This easy vegetable chili will be sure to keep your warm during the chilly fall weather…
Back in April I went to King Arthur Flour for a fun little baking adventure. I wrote about it on the blog but there was one thing I didn’t mention. The totally delicious vegetable chili that was served to us at lunch. Now, I didn’t have the exact recipe they used so I sorta altered a solid recipe I found until I came up with the flavor I wanted.
I packed this easy vegetable soup full of fresh vegetables and lots of smoky spice. I have recently been having a love affair with smoked paprika so it made a very delicious appearance in this soup. I cannot tell you how much I used to underestimate the amazingness of paprika. Growing up I thought it was just some flavorless spice that my Aunt Lyn used to sprinkled on top of her “famous” deviled eggs. Then I tried smoked paprika and realized the stuff freaking rocks.
Now, if you want to keep the soup vegan than skip out on the sprinkling of sharp cheddar. However, if you are cheese lover I suggest using it.
You cannot go wrong with sharp cheddar. Since I have gotten back from Vermont I have been eating obscene amounts of Cabot cheese. It’s getting bad. Almost daily I find myself devouring cheese. Trust me when it’s say it’s not classy either. I’m not delicately putting it on a board with some sliced apples and crackers. I basically chop off a hunk and eat it like I’m scared someone is going to steal it from me.

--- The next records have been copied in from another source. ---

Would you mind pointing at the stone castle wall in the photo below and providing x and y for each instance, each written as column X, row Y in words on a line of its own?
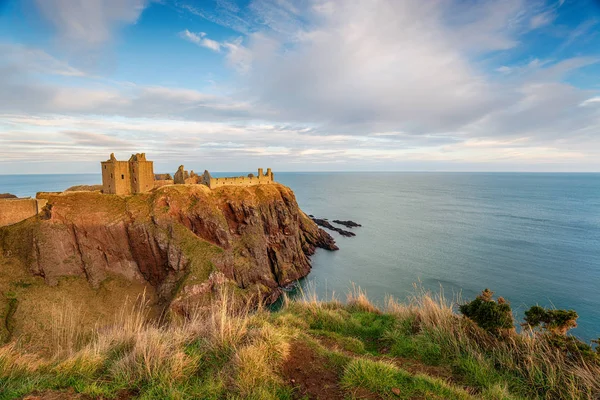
column 127, row 177
column 17, row 210
column 116, row 178
column 260, row 179
column 142, row 176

Pure class ladies and gentleman.
Easy Vegetable Chili
Yield: 6 servings
Prep Time: 20 minutes
Cook Time: 30 minutes
Total Time: 50 minutes
- 2 tablespoons olive oil
- 1 medium yellow onion, chopped
- 1 red bell pepper, chopped
- 1 green bell pepper, chopped
- 3 cloves garlic, minced
- 2 small zucchinis, chopped
- 2 cups frozen corn
- 1 pound sliced mushrooms
- 1-1/2 tablespoons chili powder
- 1 tablespoon cumin powder
- 1 teaspoon smoked paprika
- 1/2 - 1 teaspoon chipotle chili powder (this is spicy so use as much or as little as desired)
- 1 teaspoon kosher salt
- 1/4 teaspoon cayenne pepper
- 1 (24 ounce) can chopped or crushed tomatoes in juice
- 1 cup vegetable stock
- 2 (14 ounce) cans black beans, drained and rinsed
- 1/4 cup diced cilantro
- 1 cup shredded/cubed sharp cheddar cheese (optional)
Adapted from Emeril Lagasse
Add a large soup pot over medium-high heat and add olive oil.
When the oil is hot add onion, red bell pepper and green bell pepper. Cook until the vegetables start to soften.
Add in garlic, zucchini, corn and mushrooms. Cook until the vegetables are soft and add in chili powder, cumin, smoked paprika, salt, cayenne, tomatoes, vegetable stock and black beans.
Bring soup to a boil, reduce the heat and simmer for 20 minutes. Stir in cilantro and add more salt if necessary.
If desired serve sprinkled with sharp cheddar cheese.
*While I am friendly with the folks at Cabot I was not paid or asked to say anything about their cheese. It’s just really awesome and I wanted to spread the cheese love.